Bullous disease of dialysis Bullous disease of dialysis is a skin fragility syndrome and veziculizare. The skin lesions are clinically and histologically similar to porphyria cutanea tarda. Lesions typically occur on sun-exposed skin on the dorsal hands in individuals who are treated with continuous dialysis for chronic renal failure. Mecanobuloasa disease was observed in patients with end stage renal disease treated by chronic ambulatory peritoneal dialysis and hemodialysis.
The level of porphyrins in urine and stool is normal. The level is slightly elevated plasma porphyrins excluding true that porphyria patients anefrici coarse determine abnormal values.
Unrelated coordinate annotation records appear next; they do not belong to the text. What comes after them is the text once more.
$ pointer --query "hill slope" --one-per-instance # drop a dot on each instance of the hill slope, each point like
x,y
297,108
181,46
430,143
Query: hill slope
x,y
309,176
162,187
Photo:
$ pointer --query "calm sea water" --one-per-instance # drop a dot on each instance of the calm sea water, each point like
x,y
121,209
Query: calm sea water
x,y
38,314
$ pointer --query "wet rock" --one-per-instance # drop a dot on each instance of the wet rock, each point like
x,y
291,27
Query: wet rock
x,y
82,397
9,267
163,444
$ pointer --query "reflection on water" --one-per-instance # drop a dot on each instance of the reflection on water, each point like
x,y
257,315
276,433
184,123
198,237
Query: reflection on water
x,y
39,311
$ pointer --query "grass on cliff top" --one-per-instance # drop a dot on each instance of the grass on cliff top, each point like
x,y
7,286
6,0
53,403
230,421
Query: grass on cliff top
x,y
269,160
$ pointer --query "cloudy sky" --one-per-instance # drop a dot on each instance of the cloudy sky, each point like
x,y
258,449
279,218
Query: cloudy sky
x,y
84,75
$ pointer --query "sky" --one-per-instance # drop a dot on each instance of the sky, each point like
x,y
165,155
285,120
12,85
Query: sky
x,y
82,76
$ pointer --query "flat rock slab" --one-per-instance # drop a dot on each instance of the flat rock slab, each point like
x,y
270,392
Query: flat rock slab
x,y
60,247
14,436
These skin lesions cause cosmetic discomfort and interfere with the use of hands. May become painful and can scar secondarily infected but are not life threatening.
Causes and Risk Factors Bullous dermatosis of dialysis etiology remains unclear, although the propensity worsening lesions and fragility of sun exposure suggests a phototoxic mechanism.
Since the level of plasma porphyrins in people with chronic renal failure is a little high, photosensitisation the porphyrins may play an important role in some cases. However photosensitisation porphyrins seems to be the main cause because most dialysis patients with similar levels of porphyrins and serum fotocutanate not develop lesions. Speculation that fotosensibilizantii during dialysis (produced emanate from pipes) are responsible remains unproven. Concomitant use of phototoxic potential therapeutic agents (furosemide) can not be identified in most cases. Effects of high concentrations of aluminum in therapeutic sources or external sources of heme biosynthesis enzymes, leading to overproduction of porphyrins has been suggested as possible etiology, but still unproven.
Signs and symptoms People with chronic renal dialysis bullous dermatosis presenting these lesions develop after months or years of maintenance dialysis regimes. The lesions are more florid after exposure to sunlight, patients still do not realize the role of sunlight in causing damage than when they start to become painful.
Physical Exam: Vesicles and hemorrhagic fluid-filled blisters or erosions exuding clear and mostly occur on the dorsal of the hands, scalp, face and neck. Healing of crusted erosions leave atrophic scars. Milia, pigmentation and hypertrichosis occurred more frequently.
Diagnosis Laboratory studies: To exclude porphyria true will evaluate plasma porphyrins. The test may be abnormal coarse a person with compromised renal function.
Histological examination: Microscopic examination of biopsy samples from a vesicle showed subepidermice bubbles can not be distinguished from those of true porphyria, with oedematous dermal papillae and perivascular lymphocytic infiltrate. Ultrastructural studies show thickening of the walls of dermal venules and basal lamina junction due dermoepidermice replicated to degranulate mast cells and hyaline masses granulofilamentos secreted by fibroblasts. Examination by direct immunofluorescence shows the presence of immunoglobulin G and immunoglobulin A versatile, M, complement and fibrin around dermal venules.
The differential diagnosis is made with the following disorders: bullous pemphigoid, epidermolysis bullosa, bullous lupus erythematosus, porphyria cutanea tarda.
Treatment Any photosensitiser drug that the patient could use it to be identified and stopped. Oral N-acetylcysteine used as a healing vesicle determine radiation protection studies in patient groups. Avoiding sunlight, using sunscreens and avoiding mechanical trauma may help reduce the severity of injuries. For bubbles secondarily infected may need treatment with antibiotics.